Ickovics et al (2003) clearly described the population as “Black and Hispanic pregnant women of low socioeconomic status, entering prenatal care at 24 or less weeks of gestation.” (p.1051).The authors have also described in detail the characteristics of the sample such as race, age, parity, and city of residence. The detailed and comprehensive description of the sample gives an in depth understanding of the sample’s characteristics and determines the generalization of the findings to a specific population based on these characteristics (Haber & Singh, 2005). In this case, looking at the characteristics of the sample, the findings can be generalized to black and Hispanic pregnant women of low socioeconomic group, aged 25 or younger, as more than 85% of the sample consisted of black women who were 25 years old or younger. Sample’s characteristics help in determine heterogeneity or homogeneity of the sample (Haber & Singh, 2005). In this case, some of the sample’s characteristics that had the potential to act as cofounders, for instance age, race, parity, history of preterm labor and total number of visits were matched in both the groups. This resulted in homogeneity among the two groups in terms of the above mentioned characteristics. The matching of the two groups on the basis of these characteristics also reduced the potential sampling bias that could have resulted if the groups would’ve been different in terms of these characteristics and the resulting health behaviors. If the groups were not matched, these differences in groups could have accounted for the differences in outcomes, rather than intervention itself.

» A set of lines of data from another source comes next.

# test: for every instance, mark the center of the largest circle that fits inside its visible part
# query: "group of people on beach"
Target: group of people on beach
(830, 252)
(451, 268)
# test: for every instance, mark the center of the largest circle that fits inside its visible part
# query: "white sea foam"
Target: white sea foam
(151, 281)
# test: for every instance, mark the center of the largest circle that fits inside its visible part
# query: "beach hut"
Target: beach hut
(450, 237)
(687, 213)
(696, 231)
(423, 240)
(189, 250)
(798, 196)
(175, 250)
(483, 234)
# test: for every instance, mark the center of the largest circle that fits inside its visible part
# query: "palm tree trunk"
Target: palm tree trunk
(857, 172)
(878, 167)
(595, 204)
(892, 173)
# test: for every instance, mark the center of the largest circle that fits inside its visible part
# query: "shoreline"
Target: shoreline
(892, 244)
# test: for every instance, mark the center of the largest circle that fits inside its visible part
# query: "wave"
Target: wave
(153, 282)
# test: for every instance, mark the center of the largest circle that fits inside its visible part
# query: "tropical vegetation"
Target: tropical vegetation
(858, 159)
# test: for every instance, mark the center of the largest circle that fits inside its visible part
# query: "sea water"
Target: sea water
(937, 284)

Ickovics et al (2003) have described the sample selection process in detail. They have also indicated the potential sampling bias due to lack of randomization while enrolling subjects in group prenatal care. Women, who voluntarily enrolled themselves in the group prenatal care programme at the clinics, were recruited as participants in the group that received group prenatal care. Ickovics et al (2003) have also comprehensively described the controls that they have utilized to minimize sampling error or sampling bias, that is, they have randomly selected the comparison group through a computer programme on the basis of first available patient with closest delivery date, by matching some of the characteristics of the treatment group.
The clinics from where the subjects were recruited were also selected by non probability sampling method, selecting only those clinics that served minority women from low socio economic background. The non probability sampling method employed in the study fits well with the level of inquiry and design of the study as Haber & Singh (2005) supported “non experimental studies usually use non probability, purposive sampling method.” (p. 53)

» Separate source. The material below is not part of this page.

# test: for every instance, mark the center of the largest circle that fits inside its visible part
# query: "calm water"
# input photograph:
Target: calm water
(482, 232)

The sample size taken by Ickovics et al (2003), that is N=458 is sufficiently large. Each group had 229 research subjects. The sufficiency of the sample size was assured by conducting a power analysis that “229 pairs had a power of 0.80 to detect a small effect…reflecting the ability to detect a difference between the two treatment groups of 155 g.” (p. 1053). According to Burns & Groove (2007) the power of 0.8 is the minimum acceptable level of power for any study.
Ickovics et al (2003) have used cohort design, which is also known as longitudinal prospective design. The cohort design, which is a non experimental design, is appropriate for the level of inquiry of the study. In this the researchers intended to examine the difference between the outcomes of the women who received group perinatal care versus who received individual care. LoBiondo-Wood, Haber & Singh (2005) supported that longitudinal design is quite appropriate for testing the difference between the two groups in terms of outcomes variables. However, Ickovics et al (2003) could have used an experimental design for this study, if they wanted to determine the cause and effect relationship between the group prenatal care and perinatal outcomes. This would also have assured randomization of subjects into intervention and control group and would have given a higher level of evidence. However, they may have chosen non experimental study design rather than experimental design to study the impact of group prenatal care in a natural setting, and not in a control study setting. As discussed in the sampling section, potential effects of unwanted variables like race, age, parity, city of residence, history of preterm labor, and total number of prenatal visits have been controlled by Ickovics et al (2003) by matching the cohorts on the basis of these characteristics, in order to ensure significant internal validity of the study (Polit & Beck, 2008). Also, Ickovics et al (2003) have recruited a large sample to ensure a power of 0.8 for the study, which is also one of the ways to maximize the internal validity of the study (Polit & Beck, 2008).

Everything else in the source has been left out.